The arrival of Intel 7nm processors to the market will be delayed for another six months, according to the company’s announcement in the presentation of some quarterly financial results that despite being quite good with a significant increase in income and profits, they have not prevented a 6% drop in shares in off-market operations.
Intel’s 7nm processors are delayed again, will accumulate at least 18 months above the initial release date, and will not be available until the end of 2022 or 2023. EIntel CEO Bob Swan says the delay is due to a defect the company identified in the fabrication process and that it affected the performance of the chips.
The company has started a contingency plan that will involve use of third party manufacturers to cover demand and the repeated delays in the supply of CPUs for PCs for which the company apologized in late 2019. Intel has been “stuck” in the transition to 10nm manufacturing technology processes for years, and surely many of today’s problems stem from it. To put the situation in perspective, the initial plans (in 2014) were to put the 10nm chips on the market in 2015 and the 7nm chips in 2017.

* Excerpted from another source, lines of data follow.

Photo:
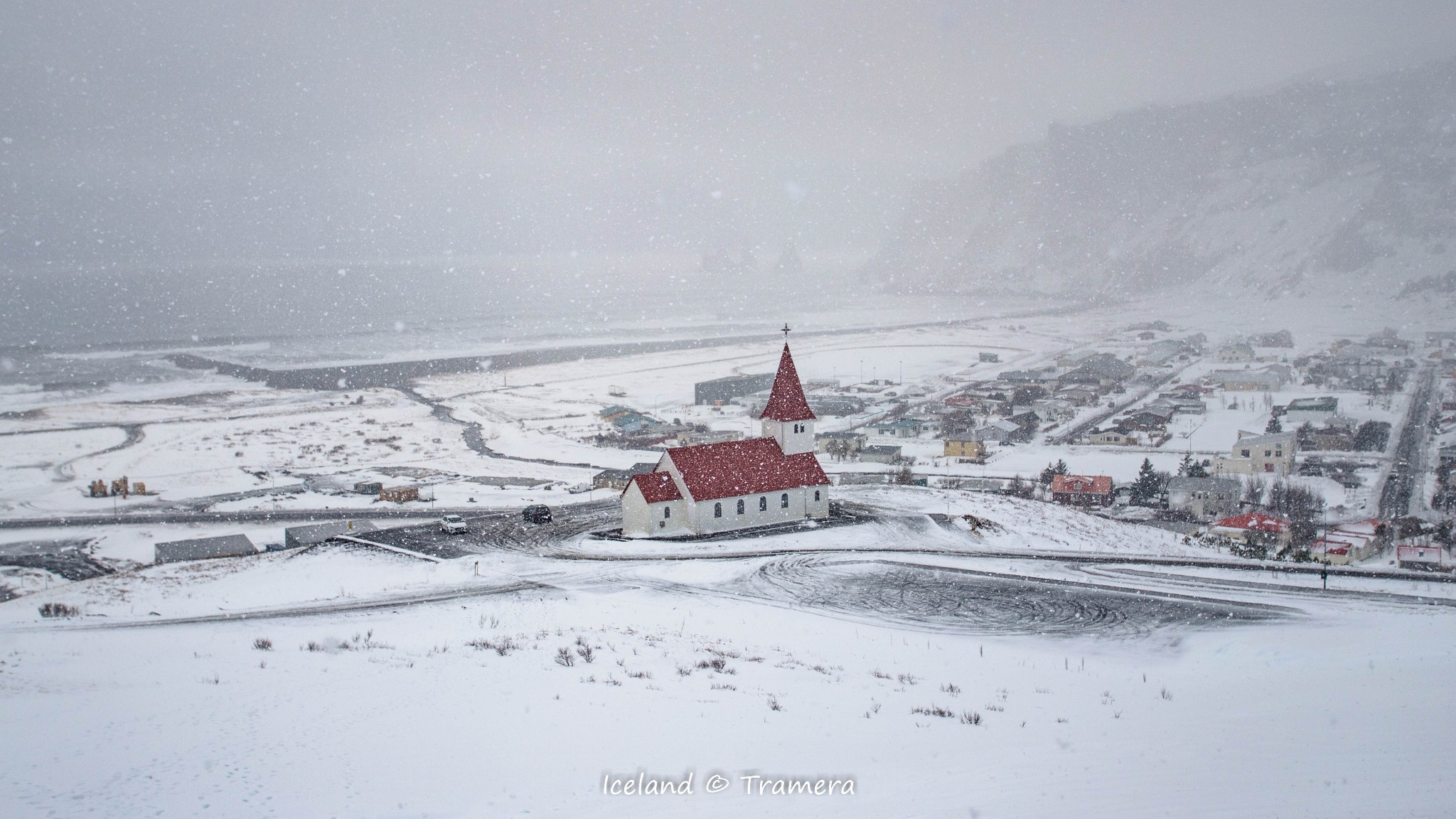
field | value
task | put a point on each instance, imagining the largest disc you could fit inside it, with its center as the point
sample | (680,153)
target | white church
(740,484)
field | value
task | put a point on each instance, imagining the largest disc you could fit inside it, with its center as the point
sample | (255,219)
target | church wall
(635,516)
(790,442)
(707,523)
(641,519)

In an attempt to normalize the situation and meet demand, Intel has increased the proprietary manufacturing capacity of 14nm wafers and the use of third-party foundries. Intel has in the past outsourced the supply of basic chip components to foundries like TSMC, but it was the first time that the American giant turned to outside companies to manufacture their main processors.

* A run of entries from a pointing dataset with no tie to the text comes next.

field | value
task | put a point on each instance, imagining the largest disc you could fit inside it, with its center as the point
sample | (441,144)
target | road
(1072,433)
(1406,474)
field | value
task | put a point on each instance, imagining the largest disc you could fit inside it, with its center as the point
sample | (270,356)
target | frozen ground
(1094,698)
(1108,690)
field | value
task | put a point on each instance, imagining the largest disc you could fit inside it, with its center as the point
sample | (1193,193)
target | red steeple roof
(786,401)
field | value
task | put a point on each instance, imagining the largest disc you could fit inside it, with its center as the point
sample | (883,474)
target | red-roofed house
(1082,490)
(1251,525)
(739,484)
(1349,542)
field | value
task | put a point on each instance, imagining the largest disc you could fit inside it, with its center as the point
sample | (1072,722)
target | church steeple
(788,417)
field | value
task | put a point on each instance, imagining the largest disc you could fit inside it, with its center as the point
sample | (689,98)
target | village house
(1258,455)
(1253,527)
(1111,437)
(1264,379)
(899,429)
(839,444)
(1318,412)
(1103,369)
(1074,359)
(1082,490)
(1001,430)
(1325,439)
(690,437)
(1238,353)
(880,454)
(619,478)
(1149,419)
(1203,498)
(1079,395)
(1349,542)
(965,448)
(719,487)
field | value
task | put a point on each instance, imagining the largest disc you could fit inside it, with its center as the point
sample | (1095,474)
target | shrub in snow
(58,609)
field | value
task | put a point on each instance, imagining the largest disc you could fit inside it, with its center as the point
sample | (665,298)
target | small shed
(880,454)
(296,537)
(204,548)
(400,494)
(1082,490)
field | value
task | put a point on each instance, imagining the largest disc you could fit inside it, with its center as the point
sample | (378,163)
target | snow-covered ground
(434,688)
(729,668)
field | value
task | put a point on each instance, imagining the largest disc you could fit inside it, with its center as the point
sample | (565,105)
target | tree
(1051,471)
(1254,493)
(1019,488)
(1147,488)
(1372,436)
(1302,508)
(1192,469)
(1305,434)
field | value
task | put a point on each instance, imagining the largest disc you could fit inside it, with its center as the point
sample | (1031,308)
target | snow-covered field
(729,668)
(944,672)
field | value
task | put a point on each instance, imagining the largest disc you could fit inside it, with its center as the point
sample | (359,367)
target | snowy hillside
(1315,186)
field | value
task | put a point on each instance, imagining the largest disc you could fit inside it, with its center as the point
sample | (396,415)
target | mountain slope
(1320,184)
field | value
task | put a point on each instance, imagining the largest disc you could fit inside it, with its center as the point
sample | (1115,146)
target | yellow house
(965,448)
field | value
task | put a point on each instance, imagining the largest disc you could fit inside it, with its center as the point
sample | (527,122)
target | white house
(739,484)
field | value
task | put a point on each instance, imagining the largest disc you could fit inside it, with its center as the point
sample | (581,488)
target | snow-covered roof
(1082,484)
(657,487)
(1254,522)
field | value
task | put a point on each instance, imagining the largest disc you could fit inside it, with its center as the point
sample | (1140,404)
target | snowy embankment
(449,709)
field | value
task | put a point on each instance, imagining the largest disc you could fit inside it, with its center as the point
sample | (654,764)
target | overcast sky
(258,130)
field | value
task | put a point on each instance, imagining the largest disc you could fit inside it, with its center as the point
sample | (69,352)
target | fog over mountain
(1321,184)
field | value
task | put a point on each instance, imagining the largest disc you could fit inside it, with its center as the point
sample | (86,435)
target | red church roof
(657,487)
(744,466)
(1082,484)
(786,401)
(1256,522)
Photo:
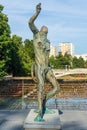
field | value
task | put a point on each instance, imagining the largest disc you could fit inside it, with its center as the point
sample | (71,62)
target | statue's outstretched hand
(38,8)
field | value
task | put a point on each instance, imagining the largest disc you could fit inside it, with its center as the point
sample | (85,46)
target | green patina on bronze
(41,67)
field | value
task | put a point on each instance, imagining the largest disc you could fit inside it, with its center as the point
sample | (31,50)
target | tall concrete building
(66,47)
(53,51)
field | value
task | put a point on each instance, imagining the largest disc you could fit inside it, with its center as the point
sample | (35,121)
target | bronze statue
(42,68)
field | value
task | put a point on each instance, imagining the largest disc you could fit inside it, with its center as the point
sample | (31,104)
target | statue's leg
(40,78)
(56,88)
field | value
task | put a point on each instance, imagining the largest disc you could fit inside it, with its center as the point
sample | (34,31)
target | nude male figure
(42,69)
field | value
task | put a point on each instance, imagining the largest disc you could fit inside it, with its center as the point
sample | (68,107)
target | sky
(66,20)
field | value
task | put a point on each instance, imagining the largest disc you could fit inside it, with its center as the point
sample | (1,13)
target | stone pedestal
(52,121)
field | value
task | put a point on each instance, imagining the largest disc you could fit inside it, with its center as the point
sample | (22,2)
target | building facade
(84,56)
(66,47)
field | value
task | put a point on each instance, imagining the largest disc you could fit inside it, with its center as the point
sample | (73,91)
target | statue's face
(44,29)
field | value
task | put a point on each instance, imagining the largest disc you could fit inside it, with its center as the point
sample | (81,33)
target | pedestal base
(52,121)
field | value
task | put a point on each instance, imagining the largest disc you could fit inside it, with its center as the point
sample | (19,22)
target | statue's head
(44,29)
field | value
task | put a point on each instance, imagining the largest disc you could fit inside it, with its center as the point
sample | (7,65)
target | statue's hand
(38,8)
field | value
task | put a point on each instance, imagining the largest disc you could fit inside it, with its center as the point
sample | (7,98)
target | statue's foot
(39,118)
(47,111)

Intel’s situation is complicated. AMD has 7nm processors on the market like the successful Ryzen that have gained ground to Intel in all market segments and are being used by all major manufacturers, while ARM (also at 7nm) continues to enter the market of the PC and Apple’s silicone announcement may put the x86 platform on the ropes.
Competition has also increased in data center chips that Intel has monopolized in the past. NVIDIA outperformed Intel in market capitalization for the first time in history and they are expanding their business model to the business segment, workstations, servers, in addition to others such as the automotive or Artificial Intelligence segment.
Good financial results
Despite all of the above, Intel has exceeded analyst expectations at the income level with a strong year-on-year increase of 20% and that of profits by 16%. Intel updated its revenue guidance for the full year 2020 to $ 75 billion against analyst estimates of $ 73.86 billion.

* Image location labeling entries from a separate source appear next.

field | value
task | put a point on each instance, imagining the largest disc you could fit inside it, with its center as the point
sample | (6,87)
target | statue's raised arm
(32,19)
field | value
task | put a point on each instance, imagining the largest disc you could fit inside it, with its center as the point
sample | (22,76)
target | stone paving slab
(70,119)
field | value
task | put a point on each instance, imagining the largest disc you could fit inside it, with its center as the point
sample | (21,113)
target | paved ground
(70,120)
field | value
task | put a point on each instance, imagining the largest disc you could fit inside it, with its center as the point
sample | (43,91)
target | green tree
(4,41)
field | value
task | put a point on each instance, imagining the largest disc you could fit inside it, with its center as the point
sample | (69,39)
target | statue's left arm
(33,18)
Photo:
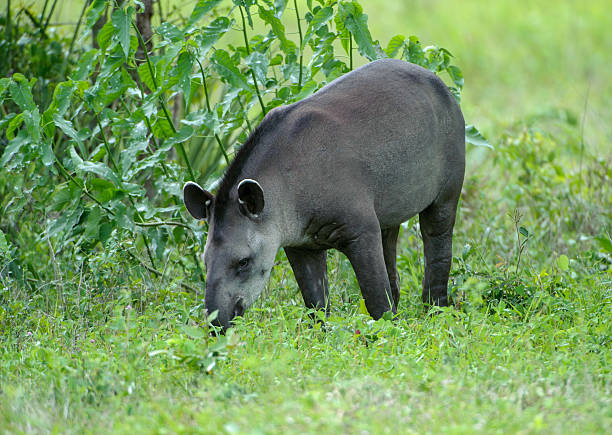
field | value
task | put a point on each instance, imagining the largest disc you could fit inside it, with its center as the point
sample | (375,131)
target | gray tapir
(340,169)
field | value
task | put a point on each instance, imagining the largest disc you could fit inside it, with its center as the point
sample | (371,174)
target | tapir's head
(240,247)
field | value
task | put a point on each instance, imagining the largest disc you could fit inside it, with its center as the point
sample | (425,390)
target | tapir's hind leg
(436,223)
(310,270)
(365,252)
(389,238)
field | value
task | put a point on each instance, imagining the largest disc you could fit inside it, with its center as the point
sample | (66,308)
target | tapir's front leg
(365,252)
(310,270)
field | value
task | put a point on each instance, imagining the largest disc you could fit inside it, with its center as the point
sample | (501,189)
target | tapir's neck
(281,217)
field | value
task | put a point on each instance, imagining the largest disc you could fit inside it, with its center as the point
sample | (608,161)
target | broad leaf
(201,8)
(224,66)
(258,62)
(122,21)
(212,33)
(321,18)
(473,136)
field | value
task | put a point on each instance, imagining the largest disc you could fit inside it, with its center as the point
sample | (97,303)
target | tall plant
(101,166)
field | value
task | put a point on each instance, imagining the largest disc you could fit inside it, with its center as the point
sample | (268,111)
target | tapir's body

Of course, the chip giant has cash, technology, personnel and ultimately ability to overcome the current situation. And it is on the way to update its entire catalog with important news that will be presented on September 2. Innovations such as the Tiger Lake and the new integrated and dedicated Intel Xe graphics are expected.
The first 10nm Alder Lake will not be available until next year, while the 7nm processors will not arrive until late 2022 or early 2023. By then, the rest of manufacturers have advanced to technological processes of 5 and 3 nm. Intel has a lot of work ahead of it.